The article surfaced seven years late, as the result of an internal whistle blower whose message was stifled at corporate HQ back in Bentonville in 2005. Though estimates vary, Walmart de Mexico is said to have spent something like $20 million in bribes in a short period of time, a large sum, mostly to secure permits for real estate and construction, in direct violation of the Foreign Corrupt Practices Act (FCPA), then covered up by the C-suite. Right at the top.
Reverberations are running through stock market, and will continue to cut into Walmart for some time. Criminal charges may be brought at the executive level, and some analysts are already predicting trouble ahead, as much of Walmart’s growth strategy depends on expansion abroad. Suffice it to say that issues with FCPA compliance were not written into the last round of P&L projections.
Fast forward to Tuesday, where we find a report on the federal lobbying spending by some household names: Google, Facebook, Amazon and Apple, to name a few. It would appear that Google has grown a target on its back, and has spent slightly more than $5 million on lobbying in D.C. in the first quarter of this year alone.
A large part of the issue in the Walmart de Mexico case is the executive suite’s comfort with ignoring a very serious, potentially damaging and well-documented problem. Surely they should have been more proactive when it was brought to light.
The lack of ethical judgment at the corporate level aside, there is also the issue of bribery itself. Google is spending at a rate that would amount to $20 million this year on federal lobbying activity in our nation’s capital. That money goes toward access, permissions and favorable legislative treatment. It’s a lot of grease, no matter whose palm we’re talking about.
It begs the question, when it comes to the FCPA, Walmart, or any other business operating abroad, is bribery considered illegal activity simply because it’s happening outside of U.S. borders?

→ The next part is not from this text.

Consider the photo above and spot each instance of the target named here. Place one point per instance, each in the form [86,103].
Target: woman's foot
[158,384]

Or conversely, does the DOJ consider bribery legitimate when the transaction is contained domestically?
Bravo to the Times for consistently excellent reporting. It’s a vaguely satisfying, visceral reaction when we see a corporation like Walmart take a PR ding. However, the FCPA, as written, and now enforced with increasing zeal, is going to create a significant burden, even a competitive disadvantage, for U.S. companies doing business abroad, especially in countries where bribes are the norm.